Sprint's Use Of Roaming Agreements Angers AT&T
AT&T and Sprint have had their fair share of battles lately, especially with Sprint's strong opposition to the now defunct proposed merger between AT&T and T-Mobile. In the latest battle between the two wireless carriers, AT&T is attacking Sprint for divesting some of its infrastructure and relying on roaming agreements for voice and data service in Oklahoma and Kansas.
The FCC recently changed its policy and eliminated the Home Market Rule. When this rule was in effect, it prevented carriers from establishing roaming agreements in areas where they had their own spectrum. The original intent of the Home Market Rule was to help rural carriers compete on an even ground with the larger carriers. However, instead of exhausting its own spectrum, AT&T says the abolishment of this rule is letting Sprint off the hook for spending its own investment dollars. As AT&T senior VP Bob Quinn put it, "Sprint can now use other folks' networks rather than pony up its own investment dollars. Nice work if you can get it."
Sprint issued a reply to AT&T's comments, saying:
It's disappointing, but not surprising, that AT&T wants to challenge a consumer's right to access email, the Internet and other mobile broadband services wherever they may travel in the U.S. Along with Verizon Wireless, AT&T is the only other wireless carrier in America which opposes the FCC's pro-consumer data roaming decision from last year.

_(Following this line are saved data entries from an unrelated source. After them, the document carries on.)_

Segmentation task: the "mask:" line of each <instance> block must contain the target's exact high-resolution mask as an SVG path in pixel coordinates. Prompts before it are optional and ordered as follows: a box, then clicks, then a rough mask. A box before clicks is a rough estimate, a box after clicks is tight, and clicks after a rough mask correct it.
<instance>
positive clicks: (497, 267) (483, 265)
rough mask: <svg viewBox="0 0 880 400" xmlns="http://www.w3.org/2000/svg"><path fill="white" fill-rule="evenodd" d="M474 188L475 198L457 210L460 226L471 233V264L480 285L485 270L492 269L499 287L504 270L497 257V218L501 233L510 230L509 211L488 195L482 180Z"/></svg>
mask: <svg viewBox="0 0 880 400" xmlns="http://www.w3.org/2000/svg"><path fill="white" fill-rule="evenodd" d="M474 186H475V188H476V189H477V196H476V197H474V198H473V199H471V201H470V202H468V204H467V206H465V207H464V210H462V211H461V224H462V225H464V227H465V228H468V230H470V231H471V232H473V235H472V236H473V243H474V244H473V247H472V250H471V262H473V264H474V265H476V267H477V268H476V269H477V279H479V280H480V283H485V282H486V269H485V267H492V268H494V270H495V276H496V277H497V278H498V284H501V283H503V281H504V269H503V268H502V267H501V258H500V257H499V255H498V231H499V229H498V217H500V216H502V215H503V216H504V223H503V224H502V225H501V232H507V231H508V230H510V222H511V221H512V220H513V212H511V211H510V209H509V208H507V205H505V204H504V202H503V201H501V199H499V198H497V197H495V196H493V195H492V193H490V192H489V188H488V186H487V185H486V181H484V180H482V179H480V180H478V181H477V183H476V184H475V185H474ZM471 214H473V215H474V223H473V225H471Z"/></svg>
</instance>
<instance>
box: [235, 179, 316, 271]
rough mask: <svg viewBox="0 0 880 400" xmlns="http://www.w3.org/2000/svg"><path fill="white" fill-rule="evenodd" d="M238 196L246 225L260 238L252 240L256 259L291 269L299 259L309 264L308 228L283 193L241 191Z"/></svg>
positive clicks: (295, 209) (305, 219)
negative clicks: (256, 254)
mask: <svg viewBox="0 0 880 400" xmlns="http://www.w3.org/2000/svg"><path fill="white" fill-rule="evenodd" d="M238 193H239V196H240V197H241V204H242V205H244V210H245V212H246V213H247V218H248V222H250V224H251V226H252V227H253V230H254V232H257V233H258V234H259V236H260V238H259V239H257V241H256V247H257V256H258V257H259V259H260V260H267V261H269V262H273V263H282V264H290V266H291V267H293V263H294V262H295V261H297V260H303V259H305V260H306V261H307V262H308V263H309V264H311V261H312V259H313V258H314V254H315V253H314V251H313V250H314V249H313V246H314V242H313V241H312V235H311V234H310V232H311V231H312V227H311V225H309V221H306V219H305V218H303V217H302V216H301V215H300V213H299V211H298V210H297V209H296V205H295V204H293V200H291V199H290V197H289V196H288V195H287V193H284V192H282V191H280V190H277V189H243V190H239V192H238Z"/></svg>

The facts are that Sprint, as part of its Network Vision program, doubled its 2011 capital investment over 2010 to make tens of thousands of capacity upgrades, resulting in a better wireless experience for its customers. With these network investments, Sprint continues to offer consumers a better value than AT&T, Verizon and T-Mobile.
The FCC's expanded roaming regulations are set to be debated in the Washington DC Circuit Court of Appeals later this year.